By Marzia Varutti, The Boydell Press, £60, ISBN 978-1-84383-888-3
For the last decade no discussion about growth and development in the world’s museums could long ignore China.
New museums were said to be popping up like mushrooms, exactly how many no one seemed quite sure; Chinese buyers, for whom money appeared to be no object, were appearing in foreign auction houses, snapping up objects from eclectic shopping lists; governments and their museums all over the world buzzed around offering advice, exhibitions and training, keen to open the doors to exhibitions of Chinese treasures which had long been denied to their public.
China is, in Marzia Varutti’s words “a buoyant country spinning spectacularly ahead”.
Frenetic activity
It is this rapidly changing world that Varutti sets out to capture in Museums in China, the fruit of field research carried out from 2003 to 2008 and then in 2012.
Her visits coincided with what was, and remains, a period of frenetic activity for Chinese museums.
She must at times have felt as though she was trying to nail jelly to the wall but the result is a book which gives a very real sense of the driving forces behind China’s museum upsurge and the environment in which museums staff carry out their work.
If accurate statistics on the number of museums in China have been hard to come by, it’s probably because they have been so busy building there has been little time to count.
According to a recent article in The Economist, China had just 25 museums when the Communist Party took control of the country in 1949.
Today, well, what is the figure today? The State Administration of Cultural Heritage says China aims to have 3,000 museums by 2015 but that target appears to have already been overtaken.
According to the Chinese Museums Association, by the end of 2012, China, going like the proverbial stream train, already had 3,866 museums. In that year alone 451 new museums had opened their doors to the public. More than one a day.
Despite reports that the engine of growth and development in China’s museums has begun to slow, these are impressive figures. But remember that China has a population of more than a billion so that’s about one museum for every 380,000 people, about a third of the figure in the developed world.

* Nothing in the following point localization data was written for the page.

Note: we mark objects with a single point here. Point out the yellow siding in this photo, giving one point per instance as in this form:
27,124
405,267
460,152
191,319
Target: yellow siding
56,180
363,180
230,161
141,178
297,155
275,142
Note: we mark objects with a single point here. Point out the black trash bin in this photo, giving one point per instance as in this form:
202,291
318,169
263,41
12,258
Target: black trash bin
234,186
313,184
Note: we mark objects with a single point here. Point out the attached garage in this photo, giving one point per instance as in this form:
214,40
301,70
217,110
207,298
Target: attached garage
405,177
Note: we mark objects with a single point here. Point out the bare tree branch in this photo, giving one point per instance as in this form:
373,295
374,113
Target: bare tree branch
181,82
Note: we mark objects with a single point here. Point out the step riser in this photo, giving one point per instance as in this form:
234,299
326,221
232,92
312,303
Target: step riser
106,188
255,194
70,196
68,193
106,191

It’s easy to see why this desire to challenge the US, in terms of numbers of buildings and square metres of gallery space, worries some directors who see this state-driven policy as unsustainable.
China, they fear, lacks the objects and staff with the professional skills to fulfil the demand and the potential generated by this dramatic growth.
So why, besides this rather diversionary competition with the US, are museums so important to 21st century China?
Varutti quotes Hung Chan-tai of Hong Kong University: “A public museum in China is seldom about the past. It is about the current image of the party and how the party wants itself to be seen.”
Chinese material heritage
Museums offer a deceptively neutral space in which Chinese material heritage, be it drawn from imperial collections or revolutionary memorabilia, can be used time and time again to uphold and strengthen the legitimacy of political authority. Narrative, the stories objects can be made to underpin, is all.
Whether or not you have been to China to witness the museum explosion for yourself, there’s much to learn from Varutti’s detailed and readable study.
True, the book has something of the flavour of a doctoral thesis: the Development of Museums in China with a special study of the representation of ethnic minorities in Chinese museums.
And there were gaps which it would be good to see filled – the management structure in individual museums, the way in which new initiatives were promulgated and coordinated across such a huge country, the working relationship between the state authorities and the new private galleries and museums.
But these were minor niggles. Something bigger seemed to be missing. Looking again at the inevitable black and white photographs, I suddenly realised that I had no real feeling for visitor experience at the average Chinese museum.
I fear that in many cases, especially away from the showpieces on the beaten track, it may be more than a little dull. Here, as Varutti warns, exhibits are likely to support the increasingly obsolete state narratives based on patriotism, historical materialism, socialism and revolution.
Please form an orderly queue by the door.